Modify path if you would like to store the data elsewhere and change the notebooks accordingly

In [5]:
%load_ext autotime
### set path
import os
from pathlib import Path
path_home = os.getcwd()
path_home = Path(path_home)
path_data = path_home / 'data'
if not path_data.exists():
    path_data.mkdir()
#path_result = path_home / 'result'

time: 1.69 ms (started: 2021-04-23 14:05:31 +00:00)

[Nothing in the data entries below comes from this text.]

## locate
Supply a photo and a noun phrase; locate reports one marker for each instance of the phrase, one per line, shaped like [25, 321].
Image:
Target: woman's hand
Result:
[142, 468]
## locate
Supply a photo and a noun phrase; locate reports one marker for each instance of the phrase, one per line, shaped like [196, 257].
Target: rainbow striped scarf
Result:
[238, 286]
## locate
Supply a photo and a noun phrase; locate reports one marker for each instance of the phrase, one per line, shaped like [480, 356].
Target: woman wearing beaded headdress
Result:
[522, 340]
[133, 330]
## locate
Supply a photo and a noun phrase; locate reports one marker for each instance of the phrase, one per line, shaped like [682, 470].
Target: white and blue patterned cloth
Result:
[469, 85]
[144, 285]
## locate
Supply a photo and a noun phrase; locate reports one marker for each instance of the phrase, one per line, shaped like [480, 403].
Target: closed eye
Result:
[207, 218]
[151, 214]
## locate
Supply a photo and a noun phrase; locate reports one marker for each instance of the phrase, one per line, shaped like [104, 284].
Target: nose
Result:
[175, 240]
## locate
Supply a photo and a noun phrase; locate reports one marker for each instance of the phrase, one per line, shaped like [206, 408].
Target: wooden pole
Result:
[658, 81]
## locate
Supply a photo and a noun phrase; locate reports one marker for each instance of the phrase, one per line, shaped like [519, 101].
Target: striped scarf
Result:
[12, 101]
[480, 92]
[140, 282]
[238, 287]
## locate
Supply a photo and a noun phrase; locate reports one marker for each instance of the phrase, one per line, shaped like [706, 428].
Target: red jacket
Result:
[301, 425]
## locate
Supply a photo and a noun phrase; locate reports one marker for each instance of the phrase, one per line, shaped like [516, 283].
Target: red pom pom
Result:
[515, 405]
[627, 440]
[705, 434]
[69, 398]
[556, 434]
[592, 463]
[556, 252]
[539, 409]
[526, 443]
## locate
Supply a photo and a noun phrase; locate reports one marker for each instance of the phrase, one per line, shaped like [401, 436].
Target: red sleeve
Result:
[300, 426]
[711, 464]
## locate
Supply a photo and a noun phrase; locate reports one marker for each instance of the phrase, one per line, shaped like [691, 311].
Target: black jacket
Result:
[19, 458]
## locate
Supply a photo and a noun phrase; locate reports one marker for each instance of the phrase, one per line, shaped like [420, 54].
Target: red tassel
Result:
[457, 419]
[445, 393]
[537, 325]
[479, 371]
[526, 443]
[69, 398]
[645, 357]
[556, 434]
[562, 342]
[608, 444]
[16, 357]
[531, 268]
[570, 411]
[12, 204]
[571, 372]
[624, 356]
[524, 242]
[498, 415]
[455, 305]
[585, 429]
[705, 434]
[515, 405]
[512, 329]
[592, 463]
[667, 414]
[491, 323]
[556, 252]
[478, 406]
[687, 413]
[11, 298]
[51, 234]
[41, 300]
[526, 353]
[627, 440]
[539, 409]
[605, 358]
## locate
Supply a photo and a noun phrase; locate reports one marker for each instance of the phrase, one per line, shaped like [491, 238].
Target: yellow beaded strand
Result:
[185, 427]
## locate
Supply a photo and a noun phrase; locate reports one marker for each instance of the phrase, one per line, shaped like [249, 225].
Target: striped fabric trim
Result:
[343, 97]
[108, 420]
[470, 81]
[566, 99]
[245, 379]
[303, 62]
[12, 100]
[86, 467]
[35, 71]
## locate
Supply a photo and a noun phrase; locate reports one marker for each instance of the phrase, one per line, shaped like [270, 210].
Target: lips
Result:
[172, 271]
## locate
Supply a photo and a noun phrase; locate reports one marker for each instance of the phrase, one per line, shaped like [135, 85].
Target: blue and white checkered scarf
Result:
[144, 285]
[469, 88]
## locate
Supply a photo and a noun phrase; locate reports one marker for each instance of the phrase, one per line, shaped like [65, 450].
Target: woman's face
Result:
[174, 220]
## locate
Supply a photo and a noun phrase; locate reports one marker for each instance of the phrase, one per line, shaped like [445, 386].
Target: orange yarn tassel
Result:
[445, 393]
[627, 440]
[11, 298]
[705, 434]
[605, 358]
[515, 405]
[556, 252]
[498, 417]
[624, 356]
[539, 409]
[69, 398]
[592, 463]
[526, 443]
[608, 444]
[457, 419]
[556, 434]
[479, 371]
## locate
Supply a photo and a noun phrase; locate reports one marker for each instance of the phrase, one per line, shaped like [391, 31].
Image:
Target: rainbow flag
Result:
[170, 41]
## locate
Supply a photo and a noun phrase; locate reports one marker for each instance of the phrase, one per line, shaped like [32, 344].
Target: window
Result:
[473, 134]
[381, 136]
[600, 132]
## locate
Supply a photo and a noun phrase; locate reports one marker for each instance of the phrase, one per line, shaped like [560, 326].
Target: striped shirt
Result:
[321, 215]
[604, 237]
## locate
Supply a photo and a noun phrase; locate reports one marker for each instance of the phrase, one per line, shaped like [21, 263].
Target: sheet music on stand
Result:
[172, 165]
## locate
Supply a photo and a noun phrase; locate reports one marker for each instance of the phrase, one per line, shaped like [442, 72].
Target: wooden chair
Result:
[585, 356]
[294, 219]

## Stooq Historical Market Data
##### several cells made to one as stooq folder makes notebook freezing
##### seems memory intensive

In [6]:
### Download price data
# 1. Download **price data** for the selected combination of asset class, market and frequency from [the Stooq website](https://stooq.com/db/h/)
# 2. Store the result under `stooq` using the preferred folder structure outlined on the website. It has the structure: `/data/freq/market/asset_class`, such as `/data/daily/us/nasdaq etfs`.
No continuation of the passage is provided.